The holy grail of enzyme engineering is the capability to design an enzyme that catalyzes any reaction imaginable, even those not performed in nature. Two recent articles published by Baker’s team in collaboration with several other leading protein research groups reveal exciting early progress on this front, including the successful design of a novel enzyme that catalyzes the Kemp elimination, a chemical reaction involving the deprotonation of a carbon atom. This may not sound sexy, but it represents a landmark achievement: the engineering of an entirely new protein that performs a chemical reaction no known enzyme can do at 100,000 times the rate the reaction would occur on its own. Based on this proof of concept, it may soon be possible to build enzymes that can recognize and destroy environmental pollutants, transform plant matter into energy, synthesize revolutionary biomaterials — just about anything to which an ambitious chemist might aspire. “There are a huge number of proteins in nature that do all kinds of marvelous things,” says Baker. “But there’s an even larger set of proteins which nature never explored that could do even more marvelous things.”

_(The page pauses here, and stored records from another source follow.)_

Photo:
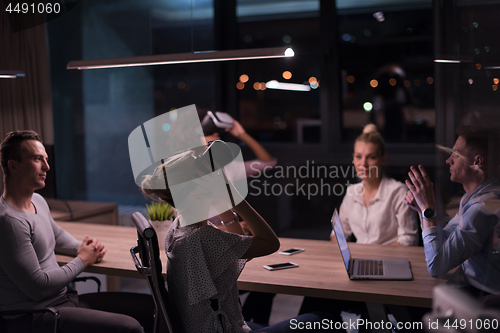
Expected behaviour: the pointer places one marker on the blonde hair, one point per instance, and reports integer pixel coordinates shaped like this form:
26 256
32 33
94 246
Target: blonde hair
156 187
372 135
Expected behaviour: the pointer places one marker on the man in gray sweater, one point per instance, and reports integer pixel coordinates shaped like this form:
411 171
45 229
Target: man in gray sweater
30 276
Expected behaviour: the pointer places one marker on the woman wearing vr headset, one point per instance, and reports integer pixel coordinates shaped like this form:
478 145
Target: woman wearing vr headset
258 305
216 124
204 262
372 210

The past decade has seen the field of protein engineering go from thought exercises and ginger tinkering to creating entirely novel proteins not found in nature. But in order for protein engineering to reach its full potential, several hurdles need to be cleared. Screening vast numbers of sequence and structure permutations demands heavy hardware firepower, putting ambitious design projects out of the reach of many labs. “In my laboratory alone, we have 230 processor cores to our cluster,” says Donald. “[Our designs] might take half to all of that cluster for between a day and a month depending on the design — so it’s a lot of time, and an expensive proposition.” Baker’s group has turned to distributed computing, enlisting processing support from more than 230,000 volunteers via their Rosetta@Home initiative. But the real hope is that as biological knowledge of proteins improves, so will the efficiency of algorithms. That way, 1050 different structural arrangements can be processed at a time, rather than 10150 at a time, which will require less hardware gruntwork.
“Our knowledge is still imperfect in a lot of areas,” admits Baker, especially in understanding the physical principles underlying enzymatic catalysis. For this reason, the experimental process remains essential to successful protein design, and even the best computational designs require extensive testing and refinement in the laboratory. “The winning recipe will be to combine the powers of [directed] evolution and more advanced methods in design,” says Plückthun. Baker is equally enthusiastic about this point — his group is collaborating extensively with directed-evolution specialists, including Plückthun and Dan Tawfik at Israel’s Weizmann Institute, and he believes that a two-pronged strategy will be the winning one. “We’re really in the learning phase, and what we’re learning is not only how to design proteins, but also a lot about how proteins work and how biology works,” says Baker. “It’s really fun.”